Dealers talk at Hana Bank’s dealing room in Seoul on Dec. 26 as the won closed at 1,440.3 per dollar, up 9.5 won. The KOSPI ended up 0.51%. File Photo by Yonhap News Agency
Dec. 29 (Asia Today) — South Korea’s foreign exchange authorities intervened in currency markets on Dec. 24 and Dec. 26, pushing the won-dollar exchange rate down from above 1,485 won to the mid-1,440 range. During trading on Dec. 26, the rate briefly touched the 1,420 level. Over the two days, the intraday fluctuation reached 55.4 won.
Authorities issued an unusually strong message immediately after markets opened on Dec. 24, saying the move would demonstrate the government’s “strong will and policy execution capability.” The intervention appears to have involved direct dollar sales from official holdings.
Such action is not entirely avoidable. The year-end exchange rate is used as a benchmark for corporate and financial institutions’ foreign currency liabilities and for capital adequacy calculations under international standards. If the closing rate were to remain near 1,480 won, companies and financial institutions with large dollar-denominated debt could face deteriorating credit profiles, potentially leading to reduced lending and weaker investment next year.
But market intervention carries clear costs. To supply dollars not readily available in the market, authorities must draw on foreign exchange reserves or use part of the National Pension Service’s overseas assets. The pension fund can hedge currency risk through foreign exchange swaps with the Bank of Korea or through forward contracts covering up to 10% of its foreign investments. That hedging capacity appears to have already been deployed.
The maximum swap line between the two institutions, extended through the end of next year, totals $65 billion (about 95 trillion won). While sizable, repeated intervention could exhaust it quickly. Beyond that point, authorities would have to rely on foreign exchange reserves or issue foreign exchange stabilization fund bonds. From the pension fund’s perspective, heavier reliance on hedging also weighs on investment returns, directly reducing profitability at the National Pension Service.
Some market participants now expect the government to push the year-end rate toward the low 1,400 range, or even below 1,400 won, after witnessing two days of decisive intervention. In the near term, traders appear to be taking a wait-and-see approach in response to the authorities’ resolve. Some forecasts suggest the won could remain in the low-1,400 range into early next year.
Over time, however, dollar demand from households and corporations is likely to return. The recent surge in demand reflects structural forces rather than temporary factors.

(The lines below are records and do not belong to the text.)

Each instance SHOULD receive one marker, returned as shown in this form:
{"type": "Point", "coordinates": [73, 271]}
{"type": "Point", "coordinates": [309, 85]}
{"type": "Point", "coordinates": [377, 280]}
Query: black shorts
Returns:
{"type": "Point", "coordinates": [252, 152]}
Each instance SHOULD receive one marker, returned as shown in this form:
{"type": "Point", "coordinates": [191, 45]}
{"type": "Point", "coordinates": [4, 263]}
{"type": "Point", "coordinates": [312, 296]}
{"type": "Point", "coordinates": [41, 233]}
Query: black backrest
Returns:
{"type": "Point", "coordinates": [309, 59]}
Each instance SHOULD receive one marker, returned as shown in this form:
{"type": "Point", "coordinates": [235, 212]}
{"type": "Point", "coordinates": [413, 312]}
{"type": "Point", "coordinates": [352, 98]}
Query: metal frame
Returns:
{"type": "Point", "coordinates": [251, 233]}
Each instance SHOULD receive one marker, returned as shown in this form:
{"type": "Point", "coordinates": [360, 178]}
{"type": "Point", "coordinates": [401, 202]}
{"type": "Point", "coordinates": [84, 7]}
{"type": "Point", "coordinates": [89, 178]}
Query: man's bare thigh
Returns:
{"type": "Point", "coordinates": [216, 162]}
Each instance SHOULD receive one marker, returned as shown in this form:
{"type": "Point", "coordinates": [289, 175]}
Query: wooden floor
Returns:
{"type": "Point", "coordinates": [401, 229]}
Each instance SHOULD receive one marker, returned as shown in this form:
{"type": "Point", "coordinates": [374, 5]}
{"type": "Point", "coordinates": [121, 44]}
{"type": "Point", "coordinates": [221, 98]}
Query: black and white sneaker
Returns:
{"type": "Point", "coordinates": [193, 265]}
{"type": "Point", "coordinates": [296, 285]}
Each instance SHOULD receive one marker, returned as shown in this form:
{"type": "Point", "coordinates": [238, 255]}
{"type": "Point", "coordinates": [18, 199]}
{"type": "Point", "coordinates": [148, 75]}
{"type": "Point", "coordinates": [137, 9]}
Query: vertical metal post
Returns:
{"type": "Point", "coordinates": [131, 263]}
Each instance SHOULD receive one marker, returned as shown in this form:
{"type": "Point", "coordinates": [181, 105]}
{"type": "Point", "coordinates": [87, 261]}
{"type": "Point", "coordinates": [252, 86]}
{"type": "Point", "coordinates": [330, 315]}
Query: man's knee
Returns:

Beginning next year, as much as $20 billion is slated for U.S.-focused investment funds under tariff-related agreements, while large conglomerates are expected to begin executing pledges to invest a combined $150 billion in the United States.
As the global economy enters an era driven by artificial intelligence, the competitiveness of U.S. growth companies continues to stand out. Against this backdrop, it is unrealistic to expect retail enthusiasm for U.S. assets to fade quickly.
Foreign exchange authorities will need to address these structural pressures weakening the won in a gradual and sustainable manner. An excessive focus on forcing the exchange rate lower in the short term risks producing costs that ultimately outweigh any immediate gains.